The world’s first electric-powered freefall lifeboat is to be deployed on an oil and gas platform after passing its final tests.
The aluminium lifeboat from Dutch firm Verhoef will be deployed at the Valhall Flank West project off the coast of Norway, operated by AkerBP.
It is aimed at cutting maintenance costs from traditional models and reduce operators’ carbon footprints.
Torqeedo, the firm which developed the propulsion system, said it is designed to withstand heavy g-forces in a freefall launch.
The model can run for 30 minutes at full speed, followed by another 10 hours at 50% of top speed.
The system is a 50kilowatt motor, which produces the equivalent of 80 horsepower.
Verhoef estimates it will reduce costs by up to 95% from traditional combustion-powered models, removing issues like the need to transport and handle diesel fuel.

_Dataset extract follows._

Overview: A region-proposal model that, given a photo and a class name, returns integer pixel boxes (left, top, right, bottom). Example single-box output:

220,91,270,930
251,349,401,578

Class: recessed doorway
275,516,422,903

As well as oil and gas, the developers are hoping to bring the technology to the shipping and cruise industries.
CEO of Torqeedo, Christoph Ballin, said: “These lifeboats must be ready to launch in an emergency at any time of day or night, capable of surviving the shock and vibration of launch from a high platform and deliver passengers to safety.”
Verhoef CEO, Martin Verhoef, said: “This is what the industry has been waiting for to reduce their OPEX and carbon footprint. We are convinced that electric propulsion will be the wave of the future for lifeboat technology.
“While we are focusing initially on applications like oil platforms, which have shorter distances to travel to reach shore, we believe this technology will also ultimately transform the shipping and cruise industry as well.”